韩霁抬手,扣着他的后脑上,倾身上前亲了温明月的嘴唇一下,很轻很暧昧的亲吻,他看见温明月的眼睛逐渐睁大,然后定在虚空,仿佛不聚焦。
“我是什么?”韩霁低声问他,声音沉而深,如同自胸腔里传出来,与之共鸣。
温明月这副模样实在有趣。
韩霁又移了位置,咬了一口他的耳垂,紧接着,便瞧见温明月的耳朵霎时通红。
倘若他脑袋上藏着一对猫耳朵,此刻应该“扑通”一声倏地蹦了出来。
谁能从此刻的温明月身上瞧见在情事上十分主动的影子?
温明月觉得自己的耳朵热得厉害,嘴唇也有些干渴难忍,他没控制住,小小地舔了下嘴唇。
“你…不要咬我的耳朵。”
这会儿的温明月除了惊愕之外,甚至有些魂不守舍,磕绊地讲了这样一句。
他们领证这么久,办事儿的时候都是一本正经的。因为温明月看温琉带的那些人都是这样直接就开始了,没有任何预告或者前菜。
韩一也是。
所以起初他对韩霁也只是有样学样。
什么亲吻拥抱,咬耳朵这种很难以想象的行为,他都没见过。
温明月感觉自己快烧起来,他摸了下自己的耳朵,嘴巴嘟囔几下,说:“你…你、你在哪儿学的?”

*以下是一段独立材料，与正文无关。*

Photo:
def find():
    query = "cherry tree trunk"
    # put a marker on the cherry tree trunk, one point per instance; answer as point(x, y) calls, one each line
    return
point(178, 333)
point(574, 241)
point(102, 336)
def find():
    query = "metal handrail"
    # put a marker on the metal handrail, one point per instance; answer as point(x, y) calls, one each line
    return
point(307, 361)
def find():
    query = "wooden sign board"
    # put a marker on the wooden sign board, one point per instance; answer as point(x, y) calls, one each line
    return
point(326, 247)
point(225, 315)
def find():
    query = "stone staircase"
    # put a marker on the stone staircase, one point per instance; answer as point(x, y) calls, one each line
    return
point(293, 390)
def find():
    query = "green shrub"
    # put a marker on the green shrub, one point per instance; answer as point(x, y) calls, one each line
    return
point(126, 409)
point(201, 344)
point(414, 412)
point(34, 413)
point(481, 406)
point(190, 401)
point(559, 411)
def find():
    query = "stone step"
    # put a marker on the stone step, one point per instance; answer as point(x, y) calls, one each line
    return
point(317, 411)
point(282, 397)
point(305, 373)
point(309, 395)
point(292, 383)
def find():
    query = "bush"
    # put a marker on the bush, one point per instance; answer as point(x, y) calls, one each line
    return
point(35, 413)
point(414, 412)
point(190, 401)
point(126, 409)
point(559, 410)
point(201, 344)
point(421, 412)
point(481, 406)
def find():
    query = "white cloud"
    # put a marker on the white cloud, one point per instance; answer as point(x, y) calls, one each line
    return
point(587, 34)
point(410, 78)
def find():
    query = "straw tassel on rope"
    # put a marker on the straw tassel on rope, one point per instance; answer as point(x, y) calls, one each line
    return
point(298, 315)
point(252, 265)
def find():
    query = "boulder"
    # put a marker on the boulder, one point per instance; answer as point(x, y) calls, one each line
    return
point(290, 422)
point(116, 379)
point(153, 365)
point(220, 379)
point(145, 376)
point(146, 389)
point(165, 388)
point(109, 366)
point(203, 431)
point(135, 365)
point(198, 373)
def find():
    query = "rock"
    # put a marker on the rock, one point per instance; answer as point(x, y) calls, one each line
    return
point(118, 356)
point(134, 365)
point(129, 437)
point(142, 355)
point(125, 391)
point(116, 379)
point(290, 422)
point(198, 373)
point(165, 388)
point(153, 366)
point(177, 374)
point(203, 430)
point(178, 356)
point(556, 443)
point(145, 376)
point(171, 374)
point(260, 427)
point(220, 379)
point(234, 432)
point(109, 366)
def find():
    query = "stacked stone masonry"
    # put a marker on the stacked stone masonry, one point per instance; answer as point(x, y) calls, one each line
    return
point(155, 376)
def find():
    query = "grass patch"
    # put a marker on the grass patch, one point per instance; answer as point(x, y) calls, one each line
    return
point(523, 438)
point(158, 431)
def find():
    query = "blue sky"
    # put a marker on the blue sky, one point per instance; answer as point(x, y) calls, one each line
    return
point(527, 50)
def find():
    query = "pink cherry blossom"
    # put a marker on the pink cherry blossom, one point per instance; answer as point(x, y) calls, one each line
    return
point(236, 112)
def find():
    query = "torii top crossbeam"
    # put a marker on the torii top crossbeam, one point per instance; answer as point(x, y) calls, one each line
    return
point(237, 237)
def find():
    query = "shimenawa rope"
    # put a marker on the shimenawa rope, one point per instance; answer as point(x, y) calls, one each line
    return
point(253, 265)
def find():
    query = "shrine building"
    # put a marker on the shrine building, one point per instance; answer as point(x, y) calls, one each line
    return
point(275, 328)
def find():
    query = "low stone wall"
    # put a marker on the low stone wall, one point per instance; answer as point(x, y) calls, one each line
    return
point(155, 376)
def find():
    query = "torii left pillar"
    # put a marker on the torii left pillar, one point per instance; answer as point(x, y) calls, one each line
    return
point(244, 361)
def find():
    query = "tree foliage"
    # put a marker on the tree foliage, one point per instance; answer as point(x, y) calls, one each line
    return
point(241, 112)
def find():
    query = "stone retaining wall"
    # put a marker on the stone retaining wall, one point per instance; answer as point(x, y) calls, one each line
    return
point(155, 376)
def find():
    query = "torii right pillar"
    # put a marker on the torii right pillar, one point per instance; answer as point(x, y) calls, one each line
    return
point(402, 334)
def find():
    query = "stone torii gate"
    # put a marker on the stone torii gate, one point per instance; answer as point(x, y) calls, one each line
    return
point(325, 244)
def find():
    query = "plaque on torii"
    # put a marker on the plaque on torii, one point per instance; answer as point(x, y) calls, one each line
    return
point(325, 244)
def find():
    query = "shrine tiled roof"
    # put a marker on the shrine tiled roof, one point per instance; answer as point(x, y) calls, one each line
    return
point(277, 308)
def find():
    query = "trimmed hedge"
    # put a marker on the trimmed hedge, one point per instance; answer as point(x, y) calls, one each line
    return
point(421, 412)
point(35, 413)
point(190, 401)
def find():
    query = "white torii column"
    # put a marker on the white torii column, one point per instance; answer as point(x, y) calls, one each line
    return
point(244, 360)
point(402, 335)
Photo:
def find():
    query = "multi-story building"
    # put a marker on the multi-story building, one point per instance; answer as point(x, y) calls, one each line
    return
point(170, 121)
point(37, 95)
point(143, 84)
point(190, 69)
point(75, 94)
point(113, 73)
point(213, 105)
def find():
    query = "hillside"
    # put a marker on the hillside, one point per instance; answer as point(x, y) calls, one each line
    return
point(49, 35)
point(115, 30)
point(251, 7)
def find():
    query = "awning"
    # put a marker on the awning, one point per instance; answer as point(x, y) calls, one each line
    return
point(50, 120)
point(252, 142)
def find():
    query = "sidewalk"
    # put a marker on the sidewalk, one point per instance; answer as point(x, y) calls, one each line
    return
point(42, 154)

他声音小小的,好像是因为不自在,所以无心端着嗓音,因此声线软了好多,像是撒娇。
韩霁因为这个问题还愣了一下。
从哪儿学的?
哪里能学这种东西?
他只是觉得温明月的耳朵软软的,微凉,应该很舒服,所以才试了一下。
韩霁没答,将人拉过来,跨坐在自己身上,面对面坐着。温明月的双手被韩霁桎梏在两人之间,无法动弹。
事实上,他脑袋一片空白,也没想着要挣脱。
韩霁又问那个问题:“你那么多哥哥,小宝,那你还能听我话么?”
“不要叫我小……”温明月低着头,把脑袋埋进韩霁的肩窝,温热的吐息在韩霁颈侧,他说不出口这个词。
这样的昵称只有在他装模作样的时候,他才能接受。
可现在,他们两个都还清醒着。
韩霁圈着温明月的背,撩起他的衣袖去看他臂弯里的淤青,眼里温情顷刻间消散大半,他不知道第几次重申:“小宝,不要再被我发现你去给温琉抽血。”
温明月都还没反应过来,脑子直接撂过了这句话,只知道有声音从自己耳畔掠过,至于具体说了啥,他没注意。
正这时,酒店房门被敲响,韩霁单手将温明月抱起来放下去:“自己站,我去拿餐。”